El año de la muerte

En el siglo pasado 1915 fue conocido como el “Año del hambre”. Dos años atrás, “La decena trágica”, el golpe de Estado. En este siglo, este año –apogeo verbal de la IV-T–, será recordado quizá como el “Año de la muerte”. 

No por los cien asesinatos cotidianos con los cuales el crimen organizado ha insertada para nunca acabar, su aportación a la cultura nacional; no, será conocido así por los casi veinte difuntos por hora en el año del Coronavirus, el cual no obstante llevar la data 19, ha estallado su virulencia en estos días.

Hoy la contabilidad ha llegado a la simbólica cifra de diez mil muertos, casi el doble de los datos falsamente previstos en las alegres cuentas del doctor Hugo López-Gatell, quien hace apenas unas semanas nos advertía de seis mil muertes potenciales. Y eso, sin contar el sub registro.

El misterio más grande de la vida, es la muerte, como todos sabemos. Su presencia nos ha hecho –paradójicamente–, vivir con su pensamiento. Toda cultura desemboca en un culto a la muerte. Toda religión es un imaginario puente con el más imaginario aun, más allá.

Sin muerte no hay cielo. La resurrección de la carne, la vida perdurable, tampoco. Y si no hay cielo, menos hay infierno. 

A mí las asperezas teológicas, me dicen poco. Son, en sus mejores momentos,  barroquismos anacrónicos  de la erudición bizantina. Por eso prefiero la literatura. Y la poesía.

Jamás filósofo alguno ha interpretado la vida como Jorge Manrique quien en los versos a su padre muerto (cumbre de la poética en español), simplemente nos dice de los ríos cuya desembocadura, es el morir. 

De los muertos dice Charles Baudelaire, “les mortes, les pauvres morts ont des grandes douleurs…” (los muertos, los pobres muertos, tiene enormes dolores…), pero Jorge Guillén lo corrige: los pobres muertos no padecen nunca… los pobres muertos lo han perdido todo…”y otro poeta se queja como un muerto al que le han robado su cadáver.

Me abandono a mí misma como a un muerto de sed, dice la poeta mexicana Margarita Michelena.  “¡Carajo!–dice Jaime Sabines–,estoy cansado, necesito morirme siquiera una semana”.

Resulta imposible la antología total de  la muerte como el gran personaje central de toda literatura y aun de toda cultura. Pirámides, panteones, cementerios ,mausoleos, persecuciones espíritas, cuentos de fantasmas, apariciones y devociones; muertos y sepultados en gloriosa resurrección,  todo nos lleva a la muerte sin otro motivo más allá de intentar comprender lo incomprensible.    

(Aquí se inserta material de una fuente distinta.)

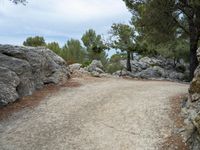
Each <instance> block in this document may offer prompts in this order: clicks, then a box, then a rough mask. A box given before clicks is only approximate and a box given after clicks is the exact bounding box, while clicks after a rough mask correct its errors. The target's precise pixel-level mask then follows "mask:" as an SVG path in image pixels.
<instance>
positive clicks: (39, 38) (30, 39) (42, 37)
mask: <svg viewBox="0 0 200 150" xmlns="http://www.w3.org/2000/svg"><path fill="white" fill-rule="evenodd" d="M23 45H24V46H32V47H37V46H45V45H46V43H45V40H44V38H43V37H41V36H35V37H28V38H27V39H26V41H24V42H23Z"/></svg>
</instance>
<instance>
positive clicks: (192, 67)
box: [190, 41, 199, 80]
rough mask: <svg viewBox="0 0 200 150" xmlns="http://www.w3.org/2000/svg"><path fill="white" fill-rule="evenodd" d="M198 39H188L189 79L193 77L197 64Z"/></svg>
mask: <svg viewBox="0 0 200 150" xmlns="http://www.w3.org/2000/svg"><path fill="white" fill-rule="evenodd" d="M197 48H198V41H190V80H192V79H193V77H194V72H195V70H196V68H197V66H198V64H199V63H198V59H197Z"/></svg>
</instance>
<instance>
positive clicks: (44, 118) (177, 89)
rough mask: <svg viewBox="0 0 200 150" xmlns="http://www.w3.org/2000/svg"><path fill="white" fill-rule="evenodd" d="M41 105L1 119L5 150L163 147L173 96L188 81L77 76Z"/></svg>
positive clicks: (52, 95)
mask: <svg viewBox="0 0 200 150" xmlns="http://www.w3.org/2000/svg"><path fill="white" fill-rule="evenodd" d="M73 80H76V82H79V83H81V86H80V87H76V88H69V87H63V88H61V89H60V90H59V91H58V92H56V93H54V94H49V96H47V97H46V98H45V99H44V100H43V101H42V102H41V103H40V104H39V106H37V107H35V108H33V109H24V110H22V111H20V112H18V113H16V114H15V115H13V116H12V117H10V118H9V119H6V120H4V121H1V122H0V149H1V150H157V149H160V144H161V143H162V142H163V140H164V139H165V138H166V137H168V136H169V135H170V133H171V127H172V126H173V121H172V120H171V119H170V118H169V115H168V114H169V111H170V110H171V107H170V101H169V100H170V98H171V97H173V96H175V95H178V94H182V93H186V92H187V89H188V85H186V84H180V83H173V82H162V81H134V80H125V79H95V80H94V79H90V80H93V81H90V80H84V79H73Z"/></svg>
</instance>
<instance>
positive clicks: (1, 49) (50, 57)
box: [0, 45, 69, 106]
mask: <svg viewBox="0 0 200 150" xmlns="http://www.w3.org/2000/svg"><path fill="white" fill-rule="evenodd" d="M68 76H69V71H68V68H67V64H66V62H65V61H64V60H63V59H62V58H61V57H59V56H57V55H56V54H55V53H53V52H52V51H51V50H49V49H46V48H44V47H37V48H33V47H20V46H12V45H0V106H2V105H7V104H8V103H10V102H14V101H16V100H17V99H18V98H21V97H23V96H27V95H31V94H32V93H33V92H34V91H35V90H37V89H40V88H42V87H43V86H44V84H48V83H55V84H58V83H59V82H61V81H63V80H66V79H67V77H68Z"/></svg>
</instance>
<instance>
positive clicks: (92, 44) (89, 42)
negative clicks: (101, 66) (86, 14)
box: [81, 29, 109, 60]
mask: <svg viewBox="0 0 200 150" xmlns="http://www.w3.org/2000/svg"><path fill="white" fill-rule="evenodd" d="M81 40H82V42H83V44H84V46H85V47H86V49H87V53H88V57H89V58H88V59H89V60H94V59H97V60H103V59H104V60H105V58H104V57H106V53H105V50H106V49H109V47H108V46H107V45H106V44H105V43H104V41H103V39H102V37H101V35H97V34H96V32H95V31H94V30H93V29H89V30H88V31H86V32H85V34H84V35H83V36H82V38H81Z"/></svg>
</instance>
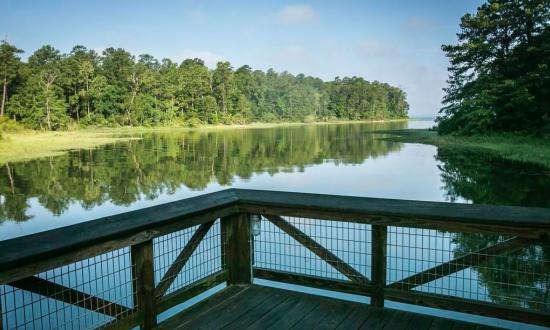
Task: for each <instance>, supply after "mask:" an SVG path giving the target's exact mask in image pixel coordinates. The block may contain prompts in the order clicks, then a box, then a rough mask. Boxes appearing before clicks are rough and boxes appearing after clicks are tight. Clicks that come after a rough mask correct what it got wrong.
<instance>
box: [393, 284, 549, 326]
mask: <svg viewBox="0 0 550 330" xmlns="http://www.w3.org/2000/svg"><path fill="white" fill-rule="evenodd" d="M385 296H386V299H388V300H393V301H398V302H403V303H408V304H415V305H421V306H428V307H434V308H440V309H446V310H452V311H457V312H463V313H469V314H477V315H483V316H489V317H496V318H499V319H503V320H510V321H518V322H523V323H531V324H538V325H542V326H550V314H548V313H542V312H536V311H532V310H528V309H524V308H518V307H513V306H506V305H500V304H495V303H487V302H482V301H474V300H469V299H462V298H455V297H451V296H445V295H440V294H426V293H421V292H416V291H406V290H396V289H388V288H386V290H385Z"/></svg>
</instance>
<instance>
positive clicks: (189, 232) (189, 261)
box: [153, 219, 224, 296]
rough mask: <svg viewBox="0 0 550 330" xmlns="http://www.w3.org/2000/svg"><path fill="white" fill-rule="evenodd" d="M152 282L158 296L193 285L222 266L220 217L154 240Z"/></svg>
mask: <svg viewBox="0 0 550 330" xmlns="http://www.w3.org/2000/svg"><path fill="white" fill-rule="evenodd" d="M153 248H154V255H155V258H154V262H155V284H156V285H157V286H161V287H162V286H165V287H166V289H165V290H162V292H160V293H161V294H160V295H161V296H162V295H164V294H169V293H172V292H174V291H176V290H178V289H181V288H183V287H186V286H188V285H190V284H193V283H195V282H197V281H199V280H201V279H204V278H206V277H208V276H210V275H212V274H215V273H216V272H219V271H221V270H222V269H223V265H224V260H222V254H223V253H222V250H223V246H222V240H221V230H220V220H219V219H218V220H216V221H214V222H213V223H211V224H203V225H200V226H194V227H191V228H187V229H184V230H180V231H177V232H174V233H170V234H168V235H164V236H160V237H158V238H155V239H154V240H153Z"/></svg>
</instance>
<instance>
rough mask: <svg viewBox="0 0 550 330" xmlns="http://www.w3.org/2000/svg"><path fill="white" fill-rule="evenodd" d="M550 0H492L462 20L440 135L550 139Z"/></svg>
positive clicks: (464, 17)
mask: <svg viewBox="0 0 550 330" xmlns="http://www.w3.org/2000/svg"><path fill="white" fill-rule="evenodd" d="M549 23H550V1H548V0H489V1H488V2H487V3H485V4H483V5H482V6H480V7H479V8H478V10H477V12H476V13H475V14H466V15H465V16H463V17H462V20H461V24H460V28H461V31H460V33H458V35H457V36H458V44H456V45H444V46H443V47H442V48H443V51H444V52H445V53H446V55H447V57H448V58H449V60H450V67H449V80H448V87H447V88H446V89H445V92H446V96H445V98H444V100H443V102H444V107H443V108H442V109H441V111H440V116H439V117H438V119H437V121H438V130H439V132H440V133H460V134H479V133H487V132H497V133H498V132H521V133H528V134H536V135H542V136H549V135H550V26H549Z"/></svg>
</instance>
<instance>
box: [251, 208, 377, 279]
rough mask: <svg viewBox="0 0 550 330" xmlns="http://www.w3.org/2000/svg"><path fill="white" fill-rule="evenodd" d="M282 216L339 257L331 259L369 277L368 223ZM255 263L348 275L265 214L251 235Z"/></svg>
mask: <svg viewBox="0 0 550 330" xmlns="http://www.w3.org/2000/svg"><path fill="white" fill-rule="evenodd" d="M283 219H284V220H286V221H287V222H288V223H290V224H291V225H292V226H294V227H296V228H298V229H299V230H300V231H301V232H302V233H303V234H301V236H307V237H309V238H311V239H313V240H314V241H315V242H317V243H319V244H320V245H322V246H323V247H324V248H326V249H327V250H329V251H330V252H332V253H333V254H334V255H336V256H337V257H338V258H339V259H340V260H330V261H332V262H334V263H336V264H341V263H342V262H344V263H346V264H348V265H349V266H351V267H353V268H354V269H355V270H357V271H358V272H360V273H361V274H362V275H364V276H366V277H369V278H370V274H371V263H370V262H371V258H370V254H371V248H372V244H371V242H372V239H371V237H372V236H371V228H370V225H365V224H356V223H349V222H341V221H327V220H318V219H308V218H300V217H283ZM254 266H255V267H257V268H264V269H271V270H277V271H283V272H290V273H296V274H301V275H312V276H318V277H324V278H329V279H339V280H348V279H349V278H348V277H346V276H344V275H342V273H341V272H339V271H338V270H336V269H335V268H334V267H332V266H331V265H329V263H327V262H326V261H324V260H322V259H321V258H319V257H318V256H317V255H316V254H315V253H313V252H312V250H310V249H308V248H306V247H304V245H302V244H301V243H300V242H298V241H296V240H295V239H294V238H292V237H291V236H290V235H288V234H287V233H285V232H284V231H283V230H281V229H279V228H278V227H277V226H275V225H274V224H273V223H271V222H270V221H269V220H267V219H266V218H264V217H262V220H261V230H260V234H259V235H258V236H256V237H254ZM352 278H353V277H352ZM357 280H358V281H361V280H362V279H357Z"/></svg>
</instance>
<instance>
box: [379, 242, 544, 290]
mask: <svg viewBox="0 0 550 330" xmlns="http://www.w3.org/2000/svg"><path fill="white" fill-rule="evenodd" d="M531 244H536V241H533V240H530V239H525V238H512V239H509V240H506V241H503V242H500V243H497V244H495V245H492V246H489V247H486V248H484V249H481V250H478V251H476V252H472V253H469V254H467V255H465V256H462V257H459V258H455V259H453V260H451V261H447V262H445V263H442V264H441V265H438V266H435V267H432V268H430V269H427V270H425V271H422V272H420V273H418V274H414V275H412V276H409V277H407V278H405V279H402V280H400V281H398V282H394V283H392V284H390V285H388V287H389V288H392V289H401V290H411V289H413V288H415V287H417V286H420V285H423V284H426V283H428V282H432V281H435V280H437V279H440V278H442V277H445V276H448V275H450V274H453V273H456V272H458V271H461V270H463V269H466V268H469V267H472V266H478V265H480V264H482V263H484V262H487V261H489V260H491V259H494V258H495V257H497V256H498V255H500V254H503V253H508V252H513V251H516V250H518V249H521V248H523V247H525V246H529V245H531Z"/></svg>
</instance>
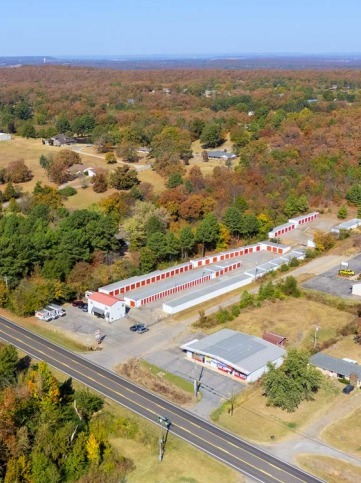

Por la muerte hay herencias y seguros de vida. Por ella se quiere romper el olvido a través de la obra. Para diluir su mandato nos queremos extender y escribimos libros, construimos casas, sembramos árboles o tenemos hijos. 

El placer es el pago por la simple reproducción y la prolongación(quien sabe si perpetuación) de la especie. No lo olvidemos, también los dinosaurios se reproducían y se extinguieron con el furioso coletazo de una estrella.

La universidad Johns Hopkins (a la cual no le debemos hace caso porque es pura ciencia neoliberal) nos coloca en la cima de la mortalidad por el tiránico virus verdugo. Y nos augura la posibilidad matemática de diez veces más muertes en un plazo cercano. Pero nadie puede contra los otros datos.

A fin de cuentas la muerte nos pela los dientes y algunas otras cosas. No olvidemos. Si me han de matar mañana, que me maten de una vez… si para morir nací y la vida no vale nada. 

“El hombre en su vejez desentierra a sus muertos…”,dice el poeta Gil, pero en este tiempo atroz, de pandemia y demagogia (la otra infección), los hombres entierran a sus viejos y a sus jóvenes. Mueren los médicos y los enfermos al mismo tiempo. 

Si a lo largo de la historia las muertes heroicas dejan consejas y rapsodias, si Homero nos habla de cómo sale la pica del corazón del guerrero, y al mismo tiempo escapan la sangre y la vida, en rojo desaliento, hoy lo memorable se queda en las escenas de los hospitales atestados por enfermos de un virus recién llegado a nuestras vidas y a nuestras muertes.

Algunos humanos celebran hoy con euforia, la osadía sideral en estaciones camino a la colonización del universo, hazaña tecnológica cuya aparición nos sorprende en pleno encierro: no podemos ir a la esquina, pero nos preparamos para ir a Marte, como diría Paz. 

Anda putilla del rubor helado…”,le ordena Gorostiza a la muerte en “Muerte sin fin”. 

“¡…vámonos al diablo!” Pues vámonos.